Thursday, April 15, 2010
Just a week after it was reported that US Airways and United Airlines are in the midst of merger talks comes today’s news that Continental has entered into its own negotiations with United. SeeAndrew Ross Sorkin, Continental Reopens Talks with United, N.Y. Times, Apr. 15, 2010 (available here).
Continental and United, which had been in merger talks in 2008, have since entered into a codeshare partnership on domestic routes while enjoying antitrust immunity to cooperate on international scheduling, pricing, and revenue sharing as part of the Star Alliance. With less overlap between their respective hubs and route networks than United/US Airways, a Continental/United link-up would arguably be more beneficial to consumers. It may raise less competition concerns with the Justice Department’s Antitrust Division. United and US Airways were blocked from merging by the DOJ in 1995 and 2000, though some analysts have pointed out that changes in the air transport commercial environment since 9/11--including a decrease in both carriers’ market share--might lead regulators to take a more lenient approach to the deal.

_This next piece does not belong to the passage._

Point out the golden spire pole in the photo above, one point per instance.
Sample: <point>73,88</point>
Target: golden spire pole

Despite the complementary nature of their networks, Continental and United could still face tough resistance from the DOJ. A merger would make them one of the largest airlines in the world. As discussed previously on the blog, see here, the DOJ has promised “vigorous antitrust enforcement,” a statement which has been taken by some to mean that the Department intends to target any market concentration without regard to the efficiencies consolidation could lead to. If that’s true, the two airlines could be in for a long fight before their deal is consummated.